At a coding interview, talking about time complexity is extremely important, to verify understanding of fundamentals, and the ability to scale.
Finding the optimal algorithm and implementing it is the typical target of a coding interview.
It can be acceptable to not find the optimal solution under stress,
but the topic of complexity must be at least raised and discussed.

The posted code, as well as the youtuber reference code are both linear.
A solution exists with logarithmic time and it’s an interesting topic during a coding interview,
as well as contrasting with using the native functions .indexOf and .lastIndexOf,
which would be a good demonstration of knowledge of the language,
sending good signals.

The discussion about the use of continue and break in the loop are minor compared to the conversation on complexity and the main algorithm.

Binary search

Others have pointed out that you can use binary search for better time complexity.
I haven’t seen mentioned yet that two variations of binary search are needed here, one to find the leftmost position and another to find the rightmost position.
I believe this is actually the heart of this exercise,
verifying not only the understanding of time complexity,
but also binary search,
and going a little bit beyond its most basic use case.
That is, considering the added logical complexity of duplicate elements in the sorted collection, and how to deal with them.
See the dedicated section on this topic in wikipedia.

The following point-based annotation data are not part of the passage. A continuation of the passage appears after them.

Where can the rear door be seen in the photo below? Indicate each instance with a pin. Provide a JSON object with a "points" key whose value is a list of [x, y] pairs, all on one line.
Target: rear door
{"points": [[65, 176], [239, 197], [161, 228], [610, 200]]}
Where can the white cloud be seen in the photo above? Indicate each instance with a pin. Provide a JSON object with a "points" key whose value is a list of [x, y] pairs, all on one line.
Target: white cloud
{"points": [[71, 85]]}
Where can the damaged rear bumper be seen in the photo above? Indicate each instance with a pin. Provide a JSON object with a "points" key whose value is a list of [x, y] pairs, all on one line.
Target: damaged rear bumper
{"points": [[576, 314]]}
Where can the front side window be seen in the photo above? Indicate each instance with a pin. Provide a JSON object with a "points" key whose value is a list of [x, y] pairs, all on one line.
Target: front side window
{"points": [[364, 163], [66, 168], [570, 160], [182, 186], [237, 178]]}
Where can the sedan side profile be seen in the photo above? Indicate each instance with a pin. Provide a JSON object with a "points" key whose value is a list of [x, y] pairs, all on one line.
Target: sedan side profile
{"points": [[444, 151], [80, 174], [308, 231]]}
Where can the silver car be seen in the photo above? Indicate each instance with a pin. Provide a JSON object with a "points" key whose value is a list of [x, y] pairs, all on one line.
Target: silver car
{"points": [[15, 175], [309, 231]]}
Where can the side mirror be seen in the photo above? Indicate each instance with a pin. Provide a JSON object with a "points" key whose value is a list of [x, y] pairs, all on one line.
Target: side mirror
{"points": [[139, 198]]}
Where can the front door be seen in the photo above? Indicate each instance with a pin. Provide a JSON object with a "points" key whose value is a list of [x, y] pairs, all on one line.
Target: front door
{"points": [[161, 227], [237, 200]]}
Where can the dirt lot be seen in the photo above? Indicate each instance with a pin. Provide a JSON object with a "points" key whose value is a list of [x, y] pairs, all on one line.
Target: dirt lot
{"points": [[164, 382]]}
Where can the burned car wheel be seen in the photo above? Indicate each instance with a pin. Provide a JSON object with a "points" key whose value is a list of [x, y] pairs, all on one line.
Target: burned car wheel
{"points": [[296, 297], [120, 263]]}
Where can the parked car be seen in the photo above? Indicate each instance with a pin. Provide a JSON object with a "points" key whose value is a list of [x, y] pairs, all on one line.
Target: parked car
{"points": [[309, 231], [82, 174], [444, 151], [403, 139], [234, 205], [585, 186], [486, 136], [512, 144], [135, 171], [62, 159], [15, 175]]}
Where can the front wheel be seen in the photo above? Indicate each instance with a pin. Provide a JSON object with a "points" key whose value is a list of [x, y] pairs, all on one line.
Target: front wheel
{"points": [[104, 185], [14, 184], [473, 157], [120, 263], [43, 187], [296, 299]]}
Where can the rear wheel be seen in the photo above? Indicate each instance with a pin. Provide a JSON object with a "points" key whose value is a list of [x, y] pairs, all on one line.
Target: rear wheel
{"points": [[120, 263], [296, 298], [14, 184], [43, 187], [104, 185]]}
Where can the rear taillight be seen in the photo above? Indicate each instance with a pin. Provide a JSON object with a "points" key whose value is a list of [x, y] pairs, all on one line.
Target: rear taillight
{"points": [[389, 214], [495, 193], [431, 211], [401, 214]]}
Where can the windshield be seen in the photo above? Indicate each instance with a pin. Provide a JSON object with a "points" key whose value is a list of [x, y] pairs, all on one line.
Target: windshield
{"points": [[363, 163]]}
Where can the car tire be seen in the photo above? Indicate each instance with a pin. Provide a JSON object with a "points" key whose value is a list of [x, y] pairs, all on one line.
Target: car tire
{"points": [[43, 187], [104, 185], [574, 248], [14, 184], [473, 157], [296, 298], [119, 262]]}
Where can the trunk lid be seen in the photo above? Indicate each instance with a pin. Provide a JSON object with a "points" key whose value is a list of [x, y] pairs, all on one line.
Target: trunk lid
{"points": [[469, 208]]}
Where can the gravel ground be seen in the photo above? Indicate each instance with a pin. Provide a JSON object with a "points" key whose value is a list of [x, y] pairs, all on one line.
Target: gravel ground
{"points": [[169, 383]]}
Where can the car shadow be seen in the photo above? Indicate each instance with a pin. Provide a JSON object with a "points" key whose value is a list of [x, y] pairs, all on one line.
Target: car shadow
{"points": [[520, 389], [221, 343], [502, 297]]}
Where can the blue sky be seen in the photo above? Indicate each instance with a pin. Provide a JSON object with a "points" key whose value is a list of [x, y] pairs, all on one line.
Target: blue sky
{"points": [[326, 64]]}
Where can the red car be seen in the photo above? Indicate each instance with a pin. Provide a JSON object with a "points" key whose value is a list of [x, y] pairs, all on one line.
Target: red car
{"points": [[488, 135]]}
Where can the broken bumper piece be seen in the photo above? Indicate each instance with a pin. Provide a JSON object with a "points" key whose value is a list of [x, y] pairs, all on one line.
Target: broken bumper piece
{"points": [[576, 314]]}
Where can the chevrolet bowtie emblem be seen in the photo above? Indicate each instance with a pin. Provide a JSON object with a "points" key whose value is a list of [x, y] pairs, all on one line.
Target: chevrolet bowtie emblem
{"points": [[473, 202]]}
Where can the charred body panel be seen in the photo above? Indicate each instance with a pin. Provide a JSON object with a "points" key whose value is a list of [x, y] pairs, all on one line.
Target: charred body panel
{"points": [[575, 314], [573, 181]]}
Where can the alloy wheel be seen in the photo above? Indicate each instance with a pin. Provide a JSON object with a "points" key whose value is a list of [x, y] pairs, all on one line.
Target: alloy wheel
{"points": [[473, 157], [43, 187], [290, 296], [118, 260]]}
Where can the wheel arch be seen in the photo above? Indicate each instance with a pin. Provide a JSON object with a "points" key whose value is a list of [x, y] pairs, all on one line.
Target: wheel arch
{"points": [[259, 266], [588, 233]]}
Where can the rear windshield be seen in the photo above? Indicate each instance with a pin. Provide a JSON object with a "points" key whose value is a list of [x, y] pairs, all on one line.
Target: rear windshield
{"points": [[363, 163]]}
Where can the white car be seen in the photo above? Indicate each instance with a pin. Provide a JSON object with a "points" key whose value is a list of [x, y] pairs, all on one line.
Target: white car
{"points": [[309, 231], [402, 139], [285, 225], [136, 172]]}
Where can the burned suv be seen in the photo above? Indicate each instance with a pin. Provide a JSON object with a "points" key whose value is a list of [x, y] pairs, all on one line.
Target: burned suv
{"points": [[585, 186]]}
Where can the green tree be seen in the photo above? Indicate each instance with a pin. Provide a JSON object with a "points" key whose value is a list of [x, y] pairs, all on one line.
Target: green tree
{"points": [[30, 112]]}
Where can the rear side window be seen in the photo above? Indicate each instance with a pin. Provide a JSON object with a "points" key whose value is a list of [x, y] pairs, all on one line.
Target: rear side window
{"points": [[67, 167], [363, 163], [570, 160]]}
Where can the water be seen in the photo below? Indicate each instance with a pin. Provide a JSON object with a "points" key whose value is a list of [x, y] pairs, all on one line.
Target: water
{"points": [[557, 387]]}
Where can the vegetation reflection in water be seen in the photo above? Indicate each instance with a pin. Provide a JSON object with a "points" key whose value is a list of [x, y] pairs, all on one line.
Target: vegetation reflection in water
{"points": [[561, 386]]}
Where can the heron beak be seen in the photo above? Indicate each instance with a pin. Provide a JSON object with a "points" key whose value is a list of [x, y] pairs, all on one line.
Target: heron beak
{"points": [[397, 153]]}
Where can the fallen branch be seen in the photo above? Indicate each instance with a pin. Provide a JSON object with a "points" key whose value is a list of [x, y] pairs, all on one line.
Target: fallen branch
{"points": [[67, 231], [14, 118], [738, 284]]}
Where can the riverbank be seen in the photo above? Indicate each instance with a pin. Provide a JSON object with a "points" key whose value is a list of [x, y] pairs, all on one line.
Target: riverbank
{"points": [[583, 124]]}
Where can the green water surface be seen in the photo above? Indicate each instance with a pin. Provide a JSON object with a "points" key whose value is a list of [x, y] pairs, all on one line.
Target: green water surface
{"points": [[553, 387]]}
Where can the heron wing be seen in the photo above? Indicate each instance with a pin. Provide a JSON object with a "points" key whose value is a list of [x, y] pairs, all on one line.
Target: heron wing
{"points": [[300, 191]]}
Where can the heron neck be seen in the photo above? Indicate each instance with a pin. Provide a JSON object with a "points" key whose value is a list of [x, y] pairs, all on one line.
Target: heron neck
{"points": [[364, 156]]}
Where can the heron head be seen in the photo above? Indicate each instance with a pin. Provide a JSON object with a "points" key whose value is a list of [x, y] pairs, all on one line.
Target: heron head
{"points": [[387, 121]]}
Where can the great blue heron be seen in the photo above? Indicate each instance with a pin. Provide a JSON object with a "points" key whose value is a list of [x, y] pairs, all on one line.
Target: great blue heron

Solve from high level to lower levels

At the highest level,
finding a range comes down to finding the start and the end of the range.
I think it’s a good start to split the problem into two smaller sub-problems like this, and go from there.
Then the first iteration of the solution could look something like this:

// returns an array of [start, end],
// where start is the index of the first element that has the target value,
// and end is the index after the last element that has the target value,
// or [-1, -1] when the target value is not in the array
function findRange(arr, target) {
  return [
    findLeftMostIndex(arr, target),
    findAfterRightMostIndex(arr, target)

The referenced functions don’t exist (yet), and that’s ok.
This is a good opportunity to have a conversation with the interviewer about the function name, the parameters, their types, the return value,
the precise meaning of the boundaries of the range (inclusive vs exclusive),
and potential corner cases.

After clarifying the above details and the intended behavior,
then of course the next step is to implement one or both of the helper functions, depending on the interviewer and the time available.
But that’s a smaller scope than the original problem,
which will help the conversation to go in the direction of questioning whether a linear logic is good enough to find the correct index, and if we can benefit somehow from the fact that the list is sorted.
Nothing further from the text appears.